Everything is an academic exercise for Zizek. He enjoys the dialectics for their own sake. Nothing really matters. It couldn't do otherwise he would advise French voters to do the decent thing and vote against Le Pen. The giveaway in the quoted article is his failure to ask what might happen if the Le Pen wins the election in France. He's simply not bothered with that question which can only mean one of two things. Either (i) that secretly he hopes enough people WILL actually vote for Macron and stop fascism for him. Or (ii) politics are of no interest to him and he simply doesn't care about what happens to the poorest and most vulnerable.

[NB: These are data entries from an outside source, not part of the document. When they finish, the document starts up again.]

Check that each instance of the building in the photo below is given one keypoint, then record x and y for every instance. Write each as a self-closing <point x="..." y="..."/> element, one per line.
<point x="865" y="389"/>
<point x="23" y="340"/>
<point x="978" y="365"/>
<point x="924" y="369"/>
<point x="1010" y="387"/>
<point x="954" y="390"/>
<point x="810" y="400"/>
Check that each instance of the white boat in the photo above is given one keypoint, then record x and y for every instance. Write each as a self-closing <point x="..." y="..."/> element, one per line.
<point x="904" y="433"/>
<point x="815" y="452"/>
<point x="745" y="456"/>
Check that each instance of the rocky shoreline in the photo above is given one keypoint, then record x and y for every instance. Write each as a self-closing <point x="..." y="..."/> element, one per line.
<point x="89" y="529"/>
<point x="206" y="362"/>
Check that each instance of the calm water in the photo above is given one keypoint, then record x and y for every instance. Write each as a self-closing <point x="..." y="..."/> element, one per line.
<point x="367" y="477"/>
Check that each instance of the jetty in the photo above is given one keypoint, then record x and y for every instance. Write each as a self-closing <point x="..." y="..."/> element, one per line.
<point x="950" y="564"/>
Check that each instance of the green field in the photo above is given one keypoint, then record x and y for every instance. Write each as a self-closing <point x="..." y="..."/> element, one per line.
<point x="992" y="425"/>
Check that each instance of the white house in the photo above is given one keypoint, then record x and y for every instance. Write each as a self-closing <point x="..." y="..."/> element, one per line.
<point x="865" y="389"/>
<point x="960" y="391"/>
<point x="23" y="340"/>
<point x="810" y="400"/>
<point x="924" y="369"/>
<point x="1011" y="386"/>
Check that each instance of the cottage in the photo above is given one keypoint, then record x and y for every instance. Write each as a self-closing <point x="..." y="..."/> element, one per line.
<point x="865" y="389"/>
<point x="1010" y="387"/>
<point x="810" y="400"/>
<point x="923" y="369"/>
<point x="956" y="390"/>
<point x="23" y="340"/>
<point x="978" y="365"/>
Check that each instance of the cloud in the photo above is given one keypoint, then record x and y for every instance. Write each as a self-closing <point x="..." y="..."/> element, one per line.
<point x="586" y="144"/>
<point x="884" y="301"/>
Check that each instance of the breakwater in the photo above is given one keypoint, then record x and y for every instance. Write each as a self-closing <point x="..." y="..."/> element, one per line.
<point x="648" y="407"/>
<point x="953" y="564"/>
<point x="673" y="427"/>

There might be a third possibility, which is that Zizek is actually sympathetic to fascism. But there's no evidence of that so far as I can see. He doesn't see fascism as
particularly dangerous or
particularly objectionable. But he doesn't actually say anything positive in favour of the ideology.
In many ways he resembles the Far Left in many liberal democracies in as much as the Far Left tends to take a neutral ground when it comes to liberalism v fascism, NATO v Russia, and even ISIS v the USA (see Corbyn on this). There's always a bit of throat-clearing along the lines of "I don't like Putin" or "Obviously ISIS are brutal" or "I'm not keen on Le Pen" before the meat of the argument is presented...."But NATO is just as bad", "but American imperialism is even worse", "but Macron is the real cause of the sickness in France." All this is intellectually bankrupt of course and faced with the threat of extreme Right-Wing ideology represents the politics of appeasement and surrender. But it's surprisingly widespread.